Acquisition of hyaluronate-binding affinity in vivo by newly synthesized cartilage proteoglycans

J D Sandy; J R O'Neill; L C Ratzlaff

doi:10.1042/bj2580875

Acquisition of hyaluronate-binding affinity in vivo by newly synthesized cartilage proteoglycans

Biochemical Journal ◽

10.1042/bj2580875 ◽

1989 ◽

Vol 258 (3) ◽

pp. 875-880 ◽

Cited By ~ 32

Author(s):

J D Sandy ◽

J R O'Neill ◽

L C Ratzlaff

Keyword(s):

Binding Affinity ◽

Gradient Centrifugation ◽

The Other ◽

Binding Properties ◽

High Affinity ◽

Cscl Gradient ◽

Cartilage Proteoglycans ◽

Relationship Of ◽

Total Tissue

We have studied the hyaluronate-binding properties of aggregating cartilage proteoglycans synthesized in vivo by immature (6-week), mature (25-week) and aged (75-week) rabbits. Precursor isotope (35SO4) was given by intra-articular injection and articular cartilage was removed from rabbits after periods ranging from 1.5 h to 168 h.

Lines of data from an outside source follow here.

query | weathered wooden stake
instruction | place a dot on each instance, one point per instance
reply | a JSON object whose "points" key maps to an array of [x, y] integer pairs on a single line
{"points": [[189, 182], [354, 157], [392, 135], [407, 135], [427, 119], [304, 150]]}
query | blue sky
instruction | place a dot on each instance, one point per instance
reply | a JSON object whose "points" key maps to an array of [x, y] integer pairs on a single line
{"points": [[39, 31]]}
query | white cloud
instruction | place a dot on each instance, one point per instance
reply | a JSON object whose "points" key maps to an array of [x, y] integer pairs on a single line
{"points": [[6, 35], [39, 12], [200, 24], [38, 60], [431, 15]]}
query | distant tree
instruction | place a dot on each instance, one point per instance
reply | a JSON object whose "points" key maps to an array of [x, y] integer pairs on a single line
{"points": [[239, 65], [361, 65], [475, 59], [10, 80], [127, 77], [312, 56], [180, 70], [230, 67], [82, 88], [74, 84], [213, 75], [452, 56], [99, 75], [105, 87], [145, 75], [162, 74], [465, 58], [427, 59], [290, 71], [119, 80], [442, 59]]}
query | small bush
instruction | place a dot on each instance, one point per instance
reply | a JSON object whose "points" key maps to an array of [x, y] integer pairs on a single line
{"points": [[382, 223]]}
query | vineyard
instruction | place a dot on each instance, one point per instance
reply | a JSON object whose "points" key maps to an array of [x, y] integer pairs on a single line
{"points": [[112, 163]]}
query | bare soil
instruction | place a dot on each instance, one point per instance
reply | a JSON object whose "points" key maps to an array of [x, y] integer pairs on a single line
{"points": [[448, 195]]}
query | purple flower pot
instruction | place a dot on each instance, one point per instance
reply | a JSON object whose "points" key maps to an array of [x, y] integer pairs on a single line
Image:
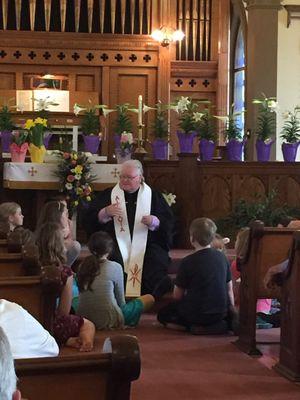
{"points": [[186, 141], [289, 151], [117, 139], [206, 149], [235, 149], [91, 143], [6, 139], [160, 149], [47, 139], [263, 150]]}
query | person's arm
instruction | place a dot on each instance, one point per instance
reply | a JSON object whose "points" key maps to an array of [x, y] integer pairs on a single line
{"points": [[178, 293], [230, 293]]}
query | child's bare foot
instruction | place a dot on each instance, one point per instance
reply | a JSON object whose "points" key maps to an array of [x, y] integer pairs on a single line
{"points": [[74, 342]]}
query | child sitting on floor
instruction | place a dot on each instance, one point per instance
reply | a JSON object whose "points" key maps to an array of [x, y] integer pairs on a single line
{"points": [[101, 288], [70, 330], [203, 287]]}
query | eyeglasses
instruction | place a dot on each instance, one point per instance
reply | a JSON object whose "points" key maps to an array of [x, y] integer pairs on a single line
{"points": [[127, 178]]}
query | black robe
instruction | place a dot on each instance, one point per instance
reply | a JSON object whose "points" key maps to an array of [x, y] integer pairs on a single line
{"points": [[156, 259]]}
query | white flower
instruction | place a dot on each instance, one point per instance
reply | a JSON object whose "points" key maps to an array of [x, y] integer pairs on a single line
{"points": [[197, 116], [183, 102], [170, 198], [273, 105], [77, 109]]}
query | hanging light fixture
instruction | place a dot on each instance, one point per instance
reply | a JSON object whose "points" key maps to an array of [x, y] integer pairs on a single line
{"points": [[165, 35]]}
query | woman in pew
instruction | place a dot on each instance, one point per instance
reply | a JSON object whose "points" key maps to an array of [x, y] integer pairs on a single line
{"points": [[101, 288], [57, 212], [71, 330], [27, 337]]}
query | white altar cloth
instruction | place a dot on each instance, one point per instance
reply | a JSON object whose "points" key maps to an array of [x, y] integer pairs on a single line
{"points": [[42, 176]]}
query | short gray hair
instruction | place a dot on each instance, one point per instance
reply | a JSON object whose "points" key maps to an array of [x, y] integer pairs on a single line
{"points": [[134, 164], [8, 379]]}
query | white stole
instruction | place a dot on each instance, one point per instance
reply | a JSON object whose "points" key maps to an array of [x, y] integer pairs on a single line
{"points": [[132, 252]]}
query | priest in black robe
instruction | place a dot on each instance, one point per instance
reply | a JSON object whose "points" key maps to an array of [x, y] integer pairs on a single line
{"points": [[102, 212]]}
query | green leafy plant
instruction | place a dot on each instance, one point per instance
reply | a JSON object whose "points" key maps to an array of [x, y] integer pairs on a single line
{"points": [[266, 121], [205, 124], [160, 125], [263, 208], [123, 122], [291, 129], [6, 122]]}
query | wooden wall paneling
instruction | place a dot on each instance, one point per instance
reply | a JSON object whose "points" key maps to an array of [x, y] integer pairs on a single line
{"points": [[125, 86], [105, 99]]}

Proteoglycans were extracted with 4 M-guanidinium/HCl and monomers were isolated by CsCl gradient centrifugation under dissociative conditions. The percentages of both radiolabelled and total tissue monomers with a high affinity for hyaluronate [that is, capable of forming aggregates on Sepharose CL-2B in the presence of 0.8% (w/w) hyaluronate] were then determined. For all samples about 30% of the tissue monomers were high-affinity; however, less than 5% of the radiolabelled monomers were high-affinity at 1.5 h after injection, and this figure increased gradually with time in vivo. The increase was rapid in immature rabbits, such that after 24 h, about 30% of the radiolabelled monomers were high-affinity; on the other hand for mature and aged rabbits the increase was markedly slower such that 30% high-affinity was attained only after about 72 h. The results show that aggregating cartilage proteoglycans are secreted in vivo in a ‘precursor’ form with a low affinity for hyaluronate, and suggest that conversion of these monomers to a form with a higher binding affinity occurs with a half-time of about 12 h in immature cartilages but greater than 24 h in mature cartilages. The possible relationship of these findings to the process of proteoglycan aggregation in vivo is discussed.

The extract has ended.